The Illness Has A Purpose

Daily Scripture readings for April, set #13:

Ezekiel, chapters 33-34
Job 12
John 10:22-42
1 John 3:1-10

“Behold, I, I myself will search for my sheep and will seek them out. As a shepherd seeks out his flock when he is among his sheep that have been scattered, so will I seek out my sheep, and I will rescue them from all places where they have been scattered” (Ezk 34:11-12). It’s amazing that this text in Ezekiel comes in the reading schedule at the same time as John 10.

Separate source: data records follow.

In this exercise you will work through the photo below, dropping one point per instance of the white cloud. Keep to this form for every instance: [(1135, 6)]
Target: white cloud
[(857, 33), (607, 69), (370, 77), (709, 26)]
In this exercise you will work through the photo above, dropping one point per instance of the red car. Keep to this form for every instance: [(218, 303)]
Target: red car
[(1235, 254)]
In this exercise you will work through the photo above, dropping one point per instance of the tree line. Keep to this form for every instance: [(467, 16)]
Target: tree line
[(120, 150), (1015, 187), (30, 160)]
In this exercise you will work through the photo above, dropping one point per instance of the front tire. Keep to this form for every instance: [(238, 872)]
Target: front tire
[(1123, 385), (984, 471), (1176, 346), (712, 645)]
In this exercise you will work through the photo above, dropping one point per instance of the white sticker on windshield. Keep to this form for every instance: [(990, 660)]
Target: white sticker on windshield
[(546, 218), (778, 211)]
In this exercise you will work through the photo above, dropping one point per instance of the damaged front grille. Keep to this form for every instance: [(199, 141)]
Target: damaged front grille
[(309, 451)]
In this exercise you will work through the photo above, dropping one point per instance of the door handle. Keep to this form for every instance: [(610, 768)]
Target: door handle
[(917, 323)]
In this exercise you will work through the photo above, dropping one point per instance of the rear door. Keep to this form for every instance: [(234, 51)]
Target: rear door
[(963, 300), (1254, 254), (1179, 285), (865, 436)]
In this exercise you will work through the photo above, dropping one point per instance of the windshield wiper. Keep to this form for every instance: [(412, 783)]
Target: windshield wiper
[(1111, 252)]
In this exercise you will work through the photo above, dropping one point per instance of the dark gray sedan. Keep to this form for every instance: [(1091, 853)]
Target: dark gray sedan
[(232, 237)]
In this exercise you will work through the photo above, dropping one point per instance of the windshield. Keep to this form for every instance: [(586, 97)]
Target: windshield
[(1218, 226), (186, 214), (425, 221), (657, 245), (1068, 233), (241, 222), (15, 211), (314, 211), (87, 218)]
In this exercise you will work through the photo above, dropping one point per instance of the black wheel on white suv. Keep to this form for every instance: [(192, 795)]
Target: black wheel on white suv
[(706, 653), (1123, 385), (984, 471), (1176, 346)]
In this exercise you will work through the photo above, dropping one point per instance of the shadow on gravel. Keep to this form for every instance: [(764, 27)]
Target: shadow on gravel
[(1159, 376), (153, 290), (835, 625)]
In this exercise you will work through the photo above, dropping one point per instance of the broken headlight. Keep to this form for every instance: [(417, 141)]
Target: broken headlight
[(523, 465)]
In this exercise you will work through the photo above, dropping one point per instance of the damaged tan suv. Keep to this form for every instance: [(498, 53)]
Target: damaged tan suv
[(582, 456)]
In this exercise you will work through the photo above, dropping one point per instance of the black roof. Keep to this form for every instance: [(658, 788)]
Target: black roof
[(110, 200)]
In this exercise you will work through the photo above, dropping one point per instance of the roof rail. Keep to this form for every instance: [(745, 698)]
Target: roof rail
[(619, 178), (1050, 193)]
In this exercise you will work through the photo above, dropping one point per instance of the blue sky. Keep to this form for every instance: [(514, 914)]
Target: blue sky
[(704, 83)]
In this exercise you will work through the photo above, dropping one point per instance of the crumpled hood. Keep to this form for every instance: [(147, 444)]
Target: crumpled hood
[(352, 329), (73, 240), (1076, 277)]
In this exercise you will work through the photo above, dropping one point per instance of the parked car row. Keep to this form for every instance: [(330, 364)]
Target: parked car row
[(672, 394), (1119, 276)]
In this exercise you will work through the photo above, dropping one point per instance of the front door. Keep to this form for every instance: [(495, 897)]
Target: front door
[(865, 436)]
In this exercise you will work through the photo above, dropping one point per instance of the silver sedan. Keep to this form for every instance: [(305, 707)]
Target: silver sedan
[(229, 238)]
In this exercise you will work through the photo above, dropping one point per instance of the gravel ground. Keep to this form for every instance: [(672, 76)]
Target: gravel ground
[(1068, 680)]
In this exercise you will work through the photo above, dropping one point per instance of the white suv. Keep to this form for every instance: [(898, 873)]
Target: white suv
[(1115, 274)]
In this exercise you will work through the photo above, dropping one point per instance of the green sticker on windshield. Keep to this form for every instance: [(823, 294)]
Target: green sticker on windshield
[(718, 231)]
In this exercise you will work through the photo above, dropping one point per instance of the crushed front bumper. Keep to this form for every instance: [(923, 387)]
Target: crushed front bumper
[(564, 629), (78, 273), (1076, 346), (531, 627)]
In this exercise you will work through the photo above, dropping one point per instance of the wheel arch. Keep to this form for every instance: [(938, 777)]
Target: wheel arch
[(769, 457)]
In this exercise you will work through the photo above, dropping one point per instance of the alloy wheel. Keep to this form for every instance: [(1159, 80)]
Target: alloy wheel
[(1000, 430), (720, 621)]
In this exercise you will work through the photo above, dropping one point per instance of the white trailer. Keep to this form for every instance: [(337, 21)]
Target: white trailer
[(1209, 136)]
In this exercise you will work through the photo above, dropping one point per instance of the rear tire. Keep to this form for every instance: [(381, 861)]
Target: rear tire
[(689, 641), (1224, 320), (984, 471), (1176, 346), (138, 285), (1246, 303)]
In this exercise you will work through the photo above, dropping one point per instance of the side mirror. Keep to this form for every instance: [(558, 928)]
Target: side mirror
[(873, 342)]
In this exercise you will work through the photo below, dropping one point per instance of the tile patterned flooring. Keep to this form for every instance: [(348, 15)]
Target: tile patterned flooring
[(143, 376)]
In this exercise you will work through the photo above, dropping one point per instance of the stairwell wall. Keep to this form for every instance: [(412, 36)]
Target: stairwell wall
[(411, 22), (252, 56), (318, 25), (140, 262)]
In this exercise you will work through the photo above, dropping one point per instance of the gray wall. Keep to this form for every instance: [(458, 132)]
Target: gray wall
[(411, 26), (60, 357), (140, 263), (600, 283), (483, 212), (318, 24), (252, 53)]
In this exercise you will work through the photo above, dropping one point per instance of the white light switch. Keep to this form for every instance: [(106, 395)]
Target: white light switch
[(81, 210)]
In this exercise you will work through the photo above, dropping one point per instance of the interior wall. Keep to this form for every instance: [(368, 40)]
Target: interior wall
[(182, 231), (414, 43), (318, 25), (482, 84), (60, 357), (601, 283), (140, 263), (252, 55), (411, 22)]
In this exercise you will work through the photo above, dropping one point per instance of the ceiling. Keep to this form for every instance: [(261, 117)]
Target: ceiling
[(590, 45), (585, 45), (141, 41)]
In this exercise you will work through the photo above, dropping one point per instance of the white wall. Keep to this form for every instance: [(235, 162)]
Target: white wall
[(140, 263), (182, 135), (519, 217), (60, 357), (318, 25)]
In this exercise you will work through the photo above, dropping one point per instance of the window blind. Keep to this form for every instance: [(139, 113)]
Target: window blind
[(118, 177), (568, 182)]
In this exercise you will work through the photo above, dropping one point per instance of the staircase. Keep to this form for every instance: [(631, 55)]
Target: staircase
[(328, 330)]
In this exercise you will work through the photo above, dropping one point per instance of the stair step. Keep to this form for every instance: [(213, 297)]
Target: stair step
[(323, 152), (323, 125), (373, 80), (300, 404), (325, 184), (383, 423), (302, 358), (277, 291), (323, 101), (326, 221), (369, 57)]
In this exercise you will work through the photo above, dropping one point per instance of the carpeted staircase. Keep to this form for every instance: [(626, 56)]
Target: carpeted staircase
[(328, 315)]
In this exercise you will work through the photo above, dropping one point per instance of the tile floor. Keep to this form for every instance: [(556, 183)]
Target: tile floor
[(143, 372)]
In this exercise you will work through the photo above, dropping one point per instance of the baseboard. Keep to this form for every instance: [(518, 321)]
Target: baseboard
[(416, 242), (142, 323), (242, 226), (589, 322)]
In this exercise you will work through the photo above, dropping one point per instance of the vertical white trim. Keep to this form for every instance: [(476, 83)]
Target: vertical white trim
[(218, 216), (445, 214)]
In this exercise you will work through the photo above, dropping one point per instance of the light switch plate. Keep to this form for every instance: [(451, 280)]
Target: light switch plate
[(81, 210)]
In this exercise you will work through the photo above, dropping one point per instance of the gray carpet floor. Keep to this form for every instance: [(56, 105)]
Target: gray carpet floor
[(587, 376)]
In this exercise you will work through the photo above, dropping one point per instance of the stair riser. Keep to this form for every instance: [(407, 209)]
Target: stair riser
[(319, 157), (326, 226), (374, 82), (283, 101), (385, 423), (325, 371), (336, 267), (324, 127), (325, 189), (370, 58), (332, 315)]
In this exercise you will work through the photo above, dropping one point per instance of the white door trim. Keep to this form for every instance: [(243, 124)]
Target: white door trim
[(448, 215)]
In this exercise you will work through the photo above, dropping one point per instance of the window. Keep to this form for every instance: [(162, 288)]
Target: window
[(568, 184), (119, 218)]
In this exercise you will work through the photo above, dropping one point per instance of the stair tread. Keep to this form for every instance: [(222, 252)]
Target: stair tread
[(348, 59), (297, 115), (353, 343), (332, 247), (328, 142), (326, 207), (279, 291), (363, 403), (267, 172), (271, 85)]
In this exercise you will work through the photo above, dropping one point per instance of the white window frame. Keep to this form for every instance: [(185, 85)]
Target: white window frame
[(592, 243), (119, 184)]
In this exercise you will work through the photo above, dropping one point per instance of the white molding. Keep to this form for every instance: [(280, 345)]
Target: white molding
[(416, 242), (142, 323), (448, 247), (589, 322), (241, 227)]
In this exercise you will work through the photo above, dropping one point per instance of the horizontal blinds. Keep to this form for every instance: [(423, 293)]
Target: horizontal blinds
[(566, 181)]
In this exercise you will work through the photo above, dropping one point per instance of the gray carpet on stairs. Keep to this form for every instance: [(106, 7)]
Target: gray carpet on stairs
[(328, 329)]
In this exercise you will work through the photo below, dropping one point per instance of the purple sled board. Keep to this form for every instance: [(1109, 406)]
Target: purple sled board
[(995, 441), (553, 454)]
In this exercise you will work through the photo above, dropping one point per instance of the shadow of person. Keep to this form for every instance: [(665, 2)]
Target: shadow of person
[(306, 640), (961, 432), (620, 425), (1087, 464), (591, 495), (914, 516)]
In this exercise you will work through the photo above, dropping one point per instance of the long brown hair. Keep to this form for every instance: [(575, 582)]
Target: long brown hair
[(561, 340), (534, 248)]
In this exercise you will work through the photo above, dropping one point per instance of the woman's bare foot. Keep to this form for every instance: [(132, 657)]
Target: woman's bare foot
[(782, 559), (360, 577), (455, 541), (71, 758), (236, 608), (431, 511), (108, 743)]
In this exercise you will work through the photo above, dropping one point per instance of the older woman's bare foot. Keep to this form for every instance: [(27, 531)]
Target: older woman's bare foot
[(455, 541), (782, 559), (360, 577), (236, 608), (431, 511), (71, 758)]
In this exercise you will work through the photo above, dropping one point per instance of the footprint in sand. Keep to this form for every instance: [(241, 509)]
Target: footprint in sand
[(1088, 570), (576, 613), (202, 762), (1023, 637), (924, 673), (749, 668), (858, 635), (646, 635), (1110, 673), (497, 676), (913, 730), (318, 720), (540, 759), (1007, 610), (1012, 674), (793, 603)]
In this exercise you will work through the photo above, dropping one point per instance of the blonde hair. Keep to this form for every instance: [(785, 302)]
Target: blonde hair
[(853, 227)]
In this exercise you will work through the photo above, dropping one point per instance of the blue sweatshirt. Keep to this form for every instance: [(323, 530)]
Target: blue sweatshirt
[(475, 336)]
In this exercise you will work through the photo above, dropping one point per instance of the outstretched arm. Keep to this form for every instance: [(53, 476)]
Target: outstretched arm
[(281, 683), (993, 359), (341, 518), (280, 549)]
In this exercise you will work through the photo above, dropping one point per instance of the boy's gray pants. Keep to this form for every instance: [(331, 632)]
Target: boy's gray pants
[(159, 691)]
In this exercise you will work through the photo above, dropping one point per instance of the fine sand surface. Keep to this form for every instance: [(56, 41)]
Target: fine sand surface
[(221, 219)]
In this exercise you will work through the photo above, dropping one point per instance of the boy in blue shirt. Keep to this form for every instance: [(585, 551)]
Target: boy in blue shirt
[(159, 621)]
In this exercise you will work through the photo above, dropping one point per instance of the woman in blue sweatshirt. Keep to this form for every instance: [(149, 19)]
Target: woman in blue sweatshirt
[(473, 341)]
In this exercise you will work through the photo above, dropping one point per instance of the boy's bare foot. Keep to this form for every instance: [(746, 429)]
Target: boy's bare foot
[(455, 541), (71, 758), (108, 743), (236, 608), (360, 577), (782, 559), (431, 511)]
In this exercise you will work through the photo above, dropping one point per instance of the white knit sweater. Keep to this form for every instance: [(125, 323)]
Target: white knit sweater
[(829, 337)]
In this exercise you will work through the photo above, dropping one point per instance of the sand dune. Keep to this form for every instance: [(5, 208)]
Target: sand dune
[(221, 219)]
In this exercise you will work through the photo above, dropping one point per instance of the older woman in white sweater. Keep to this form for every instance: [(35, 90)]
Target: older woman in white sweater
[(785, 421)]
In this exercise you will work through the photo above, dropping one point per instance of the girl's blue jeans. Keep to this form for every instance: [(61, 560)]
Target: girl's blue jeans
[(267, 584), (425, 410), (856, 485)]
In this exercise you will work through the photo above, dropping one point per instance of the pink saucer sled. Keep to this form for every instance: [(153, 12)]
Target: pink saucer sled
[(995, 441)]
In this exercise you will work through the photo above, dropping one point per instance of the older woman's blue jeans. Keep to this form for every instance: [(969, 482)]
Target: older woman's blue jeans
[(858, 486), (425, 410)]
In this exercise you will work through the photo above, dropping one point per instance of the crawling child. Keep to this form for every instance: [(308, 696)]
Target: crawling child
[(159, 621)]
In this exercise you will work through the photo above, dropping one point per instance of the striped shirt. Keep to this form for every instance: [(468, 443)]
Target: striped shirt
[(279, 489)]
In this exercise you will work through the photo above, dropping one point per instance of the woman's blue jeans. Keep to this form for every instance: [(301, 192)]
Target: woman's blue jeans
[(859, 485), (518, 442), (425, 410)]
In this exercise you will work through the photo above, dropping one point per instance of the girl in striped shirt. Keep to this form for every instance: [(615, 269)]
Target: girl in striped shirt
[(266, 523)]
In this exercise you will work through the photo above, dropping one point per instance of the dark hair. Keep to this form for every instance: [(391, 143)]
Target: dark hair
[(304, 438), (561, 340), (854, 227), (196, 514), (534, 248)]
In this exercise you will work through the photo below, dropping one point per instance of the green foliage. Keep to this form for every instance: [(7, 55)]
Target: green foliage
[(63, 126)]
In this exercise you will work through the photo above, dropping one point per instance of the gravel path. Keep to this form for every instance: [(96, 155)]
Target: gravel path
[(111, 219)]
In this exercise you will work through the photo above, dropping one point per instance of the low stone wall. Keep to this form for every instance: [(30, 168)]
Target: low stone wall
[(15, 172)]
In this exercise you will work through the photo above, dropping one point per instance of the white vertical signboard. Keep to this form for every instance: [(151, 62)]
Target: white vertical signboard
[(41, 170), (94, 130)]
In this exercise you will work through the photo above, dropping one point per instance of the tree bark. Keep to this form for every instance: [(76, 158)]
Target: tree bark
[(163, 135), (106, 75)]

Behold, the God of the universe: “With God are wisdom and might; he has counsel and understanding. If he tears down, none can rebuild; if he shuts a man in, none can open. If he withholds the waters, they dry up; if he sends them out, they overwhelm the land. With him are strength and sound wisdom; the deceived and the deceiver are his. He leads counselors away stripped, and judges he makes fools. He looses the bonds of kings and binds a waistcloth on their hips. He leads priests away stripped and overthrows the mighty. He deprives of speech those who are trusted and takes away the discernment of the elders. He pours contempt on princes and loosens the belt of the strong. He uncovers the deeps out of darkness and brings deep darkness to light. He makes nations great, and he destroys them; he enlarges nations, and leads them away” (Job 12:13-23).

“The works that I do in my Father’s name bear witness about me, but you do not believe because you are not among my sheep” (Jn 10:25-26). Belief is apparently something that results not from a certain kind of hearing or a certain kind of preaching but rather a certain kind of BEING.

“No one born of God makes a practice of sinning, for God’s seed abides in him, and he cannot keep on sinning because he has been born of God” (1Jn 3:9). “Makes a practice of sinning” is different than simply sinning.

Daily Scripture readings for April, set #14:

Ezekiel, chapters 35-37
Job 13
John 11:1-16
1 John 3:11-18

“Therefore say to the house of Israel, Thus says the Lord God: It is not for your sake, O house of Israel, that I am about to act, but for the sake of my holy name, which you have profaned among the nations to which you came. And I will vindicate the holiness of my great name, which has been profaned among the nations, and which you have profaned among them… And I will give you a new heart, and a new spirit I will put within you. And I will remove the heart of stone from your flesh and give you a heart of flesh. And I will put my Spirit within you, and cause you to walk in my statutes and be careful to obey my rules” (Ezk 36:22,26-27). Today’s text in Ezekiel brings out themes from previous chapters (The Lord acting on behalf of his name, hearts of stone turned to flesh), and then links the two themes in a cool way. And so, yet again I will pick on the free will folks. Does God’s action in verse 27 threaten the free will of those he is addressing? How can he say that he will CAUSE them to obey?

“Though he slay me, I will hope in him; yet I will argue my ways to his face” (Job 13:15). I have heard the first half of this verse quoted many times, as if Job is saying something admirable. Within the context of the second half I’m pretty sure that Job is rather just spewing double talk.

“This illness does not lead to death. It is for the glory of God, so that the Son of God may be glorified through it” (Jn 11:4). The illness… it is FOR something: “that the Son of God may be glorified.”

“But if anyone has the world’s goods and sees his brother in need, yet closes his heart against him, how does God’s love abide in him?” (1Jn 3:17). Pretty self-explanatory verse. It’s not a popular verse, that’s for sure. But it’s not confusing either. The straightforwardness of it is probably why it isn’t popular.